Running a program built on Linux shows that it doesn’t immediately run on my Mac with the default zsh shell or my Linux that’s been switched to zsh. It runs normally with bash or sh.
Moreover, a program once run seems to integrate itself as a regular program of that platform, no longer running on other platforms but executing faster and more efficiently from the next run onward.
Wondering what can be accomplished using cosmopolitan, I tried building existing C programs with it. Thinking of CPython, I ran configure and blindly added options to the Makefile before running make…
The first error I encountered, unsurprisingly, involved system headers searched by #include<>. After scripting to comment out all #include<> lines and executing, I ran into an error about not finding the pthread_key_t type.

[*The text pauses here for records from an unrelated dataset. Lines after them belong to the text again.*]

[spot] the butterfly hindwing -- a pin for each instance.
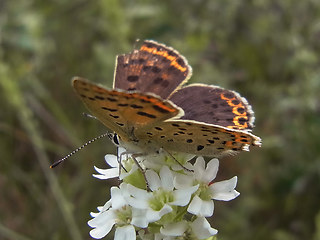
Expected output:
(199, 138)
(214, 105)
(155, 68)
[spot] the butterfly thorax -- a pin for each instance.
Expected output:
(134, 145)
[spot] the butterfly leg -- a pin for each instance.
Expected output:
(189, 170)
(134, 157)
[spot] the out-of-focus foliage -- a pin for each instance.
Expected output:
(266, 50)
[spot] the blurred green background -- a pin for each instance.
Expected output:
(266, 50)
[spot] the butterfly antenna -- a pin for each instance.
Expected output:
(79, 148)
(136, 43)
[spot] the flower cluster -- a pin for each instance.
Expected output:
(171, 198)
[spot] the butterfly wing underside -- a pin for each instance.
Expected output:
(154, 68)
(198, 138)
(122, 112)
(214, 105)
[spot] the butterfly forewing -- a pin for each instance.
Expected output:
(214, 105)
(124, 111)
(155, 68)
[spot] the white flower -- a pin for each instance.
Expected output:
(202, 229)
(128, 166)
(202, 204)
(163, 196)
(115, 212)
(156, 202)
(199, 228)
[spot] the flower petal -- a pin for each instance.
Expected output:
(182, 196)
(111, 160)
(117, 199)
(125, 233)
(137, 197)
(202, 229)
(153, 216)
(211, 171)
(224, 190)
(106, 173)
(102, 224)
(174, 229)
(199, 167)
(200, 207)
(139, 218)
(153, 180)
(166, 178)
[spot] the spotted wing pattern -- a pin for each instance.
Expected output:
(198, 138)
(124, 112)
(155, 68)
(214, 105)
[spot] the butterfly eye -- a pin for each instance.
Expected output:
(115, 139)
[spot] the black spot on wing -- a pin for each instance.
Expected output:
(146, 114)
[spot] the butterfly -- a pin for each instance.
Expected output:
(150, 109)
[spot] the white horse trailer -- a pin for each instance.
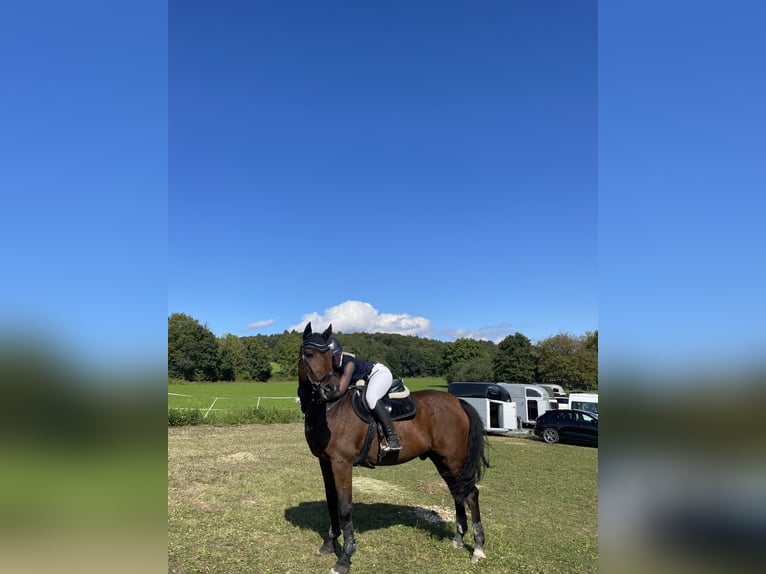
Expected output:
(584, 402)
(498, 416)
(531, 400)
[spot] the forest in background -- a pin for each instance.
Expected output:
(196, 354)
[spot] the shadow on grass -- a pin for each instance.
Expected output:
(314, 516)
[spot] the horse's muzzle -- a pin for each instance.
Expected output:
(329, 391)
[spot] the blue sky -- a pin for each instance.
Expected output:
(395, 167)
(455, 165)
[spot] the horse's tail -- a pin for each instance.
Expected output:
(472, 469)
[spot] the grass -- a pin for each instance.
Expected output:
(246, 402)
(250, 498)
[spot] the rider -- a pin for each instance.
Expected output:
(379, 379)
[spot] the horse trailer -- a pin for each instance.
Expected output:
(530, 402)
(584, 402)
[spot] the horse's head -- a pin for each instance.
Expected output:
(315, 364)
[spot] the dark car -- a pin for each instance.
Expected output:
(567, 425)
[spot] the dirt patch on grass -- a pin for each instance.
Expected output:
(238, 457)
(434, 514)
(373, 486)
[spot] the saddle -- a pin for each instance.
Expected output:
(397, 402)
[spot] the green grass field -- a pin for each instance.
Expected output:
(249, 498)
(280, 395)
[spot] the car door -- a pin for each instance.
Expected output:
(584, 428)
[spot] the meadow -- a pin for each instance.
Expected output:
(247, 402)
(249, 498)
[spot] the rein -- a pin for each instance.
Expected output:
(312, 376)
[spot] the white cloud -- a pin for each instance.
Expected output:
(259, 324)
(361, 317)
(494, 333)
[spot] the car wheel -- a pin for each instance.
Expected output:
(551, 436)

cosmopolitan libc does contain types like pthread_once_t included in sys/types.h, but why other pthread-related types are missing remains unclear…
The values for pthread appear to vary, with some being uint and others int. Most seem to correspond with pthread_t, so I typedef’d it as int, as defined by cosmopolitan.
After that, for some reason, the PyAPI_FUNC macro doesn’t work… It seems related to the link options, but as I’ve yet to fully understand those gcc options, I’ll need to revisit them.
Although my lack of related knowledge might have hindered a proper explanation, I introduced it as an interesting project. I think it’d be a good study to slowly delve into low-level concepts like memory maps, as my understanding remains textbook-level.
-
amalgamation means bundling libraries into one header for easier use. ↩